People in Toronto worried as famous Kensington Market garden car gets towed away
The garden car in Toronto's Kensington Market has long been one of Augusta Avenue's most colourful residents, serving as a one-of-a-kind photo op for visitors and a tenured landmark on the north end of the eclectic neighbourhood.
But, locals observed a sad day for the market this week when the brightly spraypainted automobile-turned-planter was seen being towed away on a flatbed truck.
"Gone but not forgotten," one person wrote alongside a video they took while passing by the displaced art installation, which was shown loaded up and ready to be driven off.
The garden car in Kensington Market has to be one of #Toronto's must unusual landmarks https://t.co/4CIMR5gFsx pic.twitter.com/ilKie1LK4D
— blogTO (@blogTO) July 22, 2018
Posted to Nextdoor on Thursday, the clip quickly garnered a flurry of comments from panicked residents who feared the worst: the end of the flowery fixture for good.
"NO! Not the green car!

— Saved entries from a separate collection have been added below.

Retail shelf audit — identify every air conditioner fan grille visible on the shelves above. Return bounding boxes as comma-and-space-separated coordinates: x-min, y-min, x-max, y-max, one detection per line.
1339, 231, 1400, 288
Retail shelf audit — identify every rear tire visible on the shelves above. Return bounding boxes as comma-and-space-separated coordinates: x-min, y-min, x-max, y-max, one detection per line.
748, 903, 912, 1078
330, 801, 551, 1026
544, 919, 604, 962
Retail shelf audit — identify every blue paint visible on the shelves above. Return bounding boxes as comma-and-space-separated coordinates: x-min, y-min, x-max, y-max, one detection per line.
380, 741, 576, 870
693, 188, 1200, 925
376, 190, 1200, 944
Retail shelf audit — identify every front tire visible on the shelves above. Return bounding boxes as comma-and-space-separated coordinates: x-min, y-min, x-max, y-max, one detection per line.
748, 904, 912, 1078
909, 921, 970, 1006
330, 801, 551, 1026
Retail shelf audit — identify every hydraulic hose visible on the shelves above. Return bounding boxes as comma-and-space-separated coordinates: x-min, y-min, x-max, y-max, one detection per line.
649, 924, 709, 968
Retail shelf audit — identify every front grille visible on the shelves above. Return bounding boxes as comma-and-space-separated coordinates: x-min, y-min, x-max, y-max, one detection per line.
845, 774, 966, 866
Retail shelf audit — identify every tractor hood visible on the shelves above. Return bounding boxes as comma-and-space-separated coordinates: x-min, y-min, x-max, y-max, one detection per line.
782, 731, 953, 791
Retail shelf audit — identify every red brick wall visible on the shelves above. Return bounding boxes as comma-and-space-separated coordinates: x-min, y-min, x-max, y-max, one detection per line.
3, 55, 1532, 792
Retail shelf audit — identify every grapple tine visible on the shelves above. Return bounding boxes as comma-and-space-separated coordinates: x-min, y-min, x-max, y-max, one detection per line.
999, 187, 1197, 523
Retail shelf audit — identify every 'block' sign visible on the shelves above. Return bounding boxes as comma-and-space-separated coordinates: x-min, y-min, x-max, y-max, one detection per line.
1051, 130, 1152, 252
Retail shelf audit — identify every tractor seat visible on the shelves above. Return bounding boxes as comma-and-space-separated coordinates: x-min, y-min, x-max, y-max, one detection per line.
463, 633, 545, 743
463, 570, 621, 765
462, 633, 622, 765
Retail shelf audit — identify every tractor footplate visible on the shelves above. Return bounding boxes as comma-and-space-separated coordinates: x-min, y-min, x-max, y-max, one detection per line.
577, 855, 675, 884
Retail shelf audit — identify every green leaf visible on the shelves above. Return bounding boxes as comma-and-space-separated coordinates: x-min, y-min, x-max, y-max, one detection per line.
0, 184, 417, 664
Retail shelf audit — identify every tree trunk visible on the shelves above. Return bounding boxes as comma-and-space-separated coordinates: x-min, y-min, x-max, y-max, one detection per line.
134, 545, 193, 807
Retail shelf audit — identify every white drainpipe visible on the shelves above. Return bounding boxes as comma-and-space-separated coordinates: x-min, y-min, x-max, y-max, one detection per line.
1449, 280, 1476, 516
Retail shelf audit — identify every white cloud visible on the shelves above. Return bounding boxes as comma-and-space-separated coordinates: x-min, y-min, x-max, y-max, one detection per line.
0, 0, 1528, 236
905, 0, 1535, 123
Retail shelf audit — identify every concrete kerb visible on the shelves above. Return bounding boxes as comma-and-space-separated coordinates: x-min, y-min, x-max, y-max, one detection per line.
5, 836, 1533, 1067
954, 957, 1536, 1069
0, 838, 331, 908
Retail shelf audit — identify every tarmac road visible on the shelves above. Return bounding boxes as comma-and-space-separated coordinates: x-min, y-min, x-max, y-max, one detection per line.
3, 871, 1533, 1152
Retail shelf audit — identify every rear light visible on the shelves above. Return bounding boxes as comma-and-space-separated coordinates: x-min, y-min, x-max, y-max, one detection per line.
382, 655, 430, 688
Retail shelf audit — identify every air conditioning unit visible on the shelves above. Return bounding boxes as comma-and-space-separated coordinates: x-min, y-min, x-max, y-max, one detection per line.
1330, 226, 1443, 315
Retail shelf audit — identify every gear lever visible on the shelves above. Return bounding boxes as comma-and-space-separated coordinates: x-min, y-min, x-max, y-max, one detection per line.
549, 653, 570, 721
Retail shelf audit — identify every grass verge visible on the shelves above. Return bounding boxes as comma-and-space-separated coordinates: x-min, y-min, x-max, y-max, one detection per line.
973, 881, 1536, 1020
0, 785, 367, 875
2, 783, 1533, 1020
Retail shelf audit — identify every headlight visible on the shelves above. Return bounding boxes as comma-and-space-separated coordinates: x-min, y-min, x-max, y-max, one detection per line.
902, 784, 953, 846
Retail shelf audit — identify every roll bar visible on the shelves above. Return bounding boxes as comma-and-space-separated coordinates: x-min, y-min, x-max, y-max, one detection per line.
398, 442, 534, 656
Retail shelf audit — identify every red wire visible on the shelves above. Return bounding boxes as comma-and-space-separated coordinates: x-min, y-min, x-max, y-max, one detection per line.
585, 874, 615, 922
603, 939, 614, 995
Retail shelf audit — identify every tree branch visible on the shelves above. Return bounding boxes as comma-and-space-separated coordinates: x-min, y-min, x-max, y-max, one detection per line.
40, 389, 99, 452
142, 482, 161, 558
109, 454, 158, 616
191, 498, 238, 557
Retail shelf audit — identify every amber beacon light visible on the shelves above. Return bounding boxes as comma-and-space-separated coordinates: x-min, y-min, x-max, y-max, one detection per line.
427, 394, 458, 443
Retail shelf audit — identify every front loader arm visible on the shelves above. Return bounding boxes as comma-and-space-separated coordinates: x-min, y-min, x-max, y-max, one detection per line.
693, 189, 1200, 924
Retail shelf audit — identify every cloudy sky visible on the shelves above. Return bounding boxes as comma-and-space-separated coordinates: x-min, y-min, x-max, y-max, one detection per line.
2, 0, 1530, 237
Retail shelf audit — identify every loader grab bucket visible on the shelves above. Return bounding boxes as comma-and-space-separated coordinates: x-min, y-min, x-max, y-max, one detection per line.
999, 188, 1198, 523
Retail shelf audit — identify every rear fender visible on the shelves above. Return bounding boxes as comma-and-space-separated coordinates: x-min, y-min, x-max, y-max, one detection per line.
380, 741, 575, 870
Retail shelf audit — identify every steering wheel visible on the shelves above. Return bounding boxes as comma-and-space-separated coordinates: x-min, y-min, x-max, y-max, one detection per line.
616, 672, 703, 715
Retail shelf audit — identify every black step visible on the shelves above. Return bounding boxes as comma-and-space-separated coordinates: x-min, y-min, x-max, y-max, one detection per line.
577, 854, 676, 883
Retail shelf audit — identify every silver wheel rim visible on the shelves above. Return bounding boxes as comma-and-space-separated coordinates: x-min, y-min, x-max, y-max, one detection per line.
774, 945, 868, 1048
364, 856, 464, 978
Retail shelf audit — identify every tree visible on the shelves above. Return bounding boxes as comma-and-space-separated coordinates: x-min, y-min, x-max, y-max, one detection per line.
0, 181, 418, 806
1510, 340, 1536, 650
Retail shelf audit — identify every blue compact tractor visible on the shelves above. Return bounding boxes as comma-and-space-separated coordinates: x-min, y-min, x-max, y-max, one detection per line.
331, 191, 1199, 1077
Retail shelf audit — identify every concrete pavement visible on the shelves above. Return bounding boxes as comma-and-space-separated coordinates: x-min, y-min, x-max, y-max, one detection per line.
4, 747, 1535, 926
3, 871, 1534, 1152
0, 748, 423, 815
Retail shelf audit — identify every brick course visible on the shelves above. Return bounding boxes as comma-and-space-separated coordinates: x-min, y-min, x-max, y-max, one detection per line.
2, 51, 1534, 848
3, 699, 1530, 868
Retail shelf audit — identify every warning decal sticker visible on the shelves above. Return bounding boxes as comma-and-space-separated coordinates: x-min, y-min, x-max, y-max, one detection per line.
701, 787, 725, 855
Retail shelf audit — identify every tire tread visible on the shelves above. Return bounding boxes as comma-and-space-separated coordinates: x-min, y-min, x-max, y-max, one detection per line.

Why, who ordered this?" one person asked.
"Oh no no no," another lamented.
The filmer wrote that the scene was "heart-wrenching," and that they even asked the tow truck operators for details on what was to come of the beloved mainstay, but the drivers "weren't too talkative and were working fast."
The Kensington BIA confirmed to blogTO that the iconic hunk of flora-filled metal has seen its last day, and that locals indeed bid it farewell on Thursday.
But, they said the public need not worry, as a brand new garden car has already been planted in its place.
"The garden car is an absolute icon, Kensington Market wouldn't be the same without it," Natalie Czerwinsk from the area's BIA says, assuring the people of Toronto that the new piece still has a long life ahead of it. "We actually regularly replace the car — this is now our third iteration!"
The new car is a 1992 Sunbird named Meryl Street, donated to the market by actor Hayden Finkelshtain.
As explained in an Instagram post on the garden car's own account, the vehicle was prepped for its new life by high school shop students, then towed to the market, where it was revamped and painted by a team led by Yvonne Bambrick, who's been the project's "CARdener" since its genesis in 2007.
While it's not the exact car we've known and loved in recent years, it is just as eye-catching and ornate, and likely only distinguishable from its former self — which was around since 2012 — by those with a very good memory.
The car is stored away each winter and returns for summer months, when the neighbourhood's famous Pedestrian Sundays take place.
You can see the new-and-improved garden car up-close and in-person at the first Pedestrian Sunday of the season this weekend on May 28.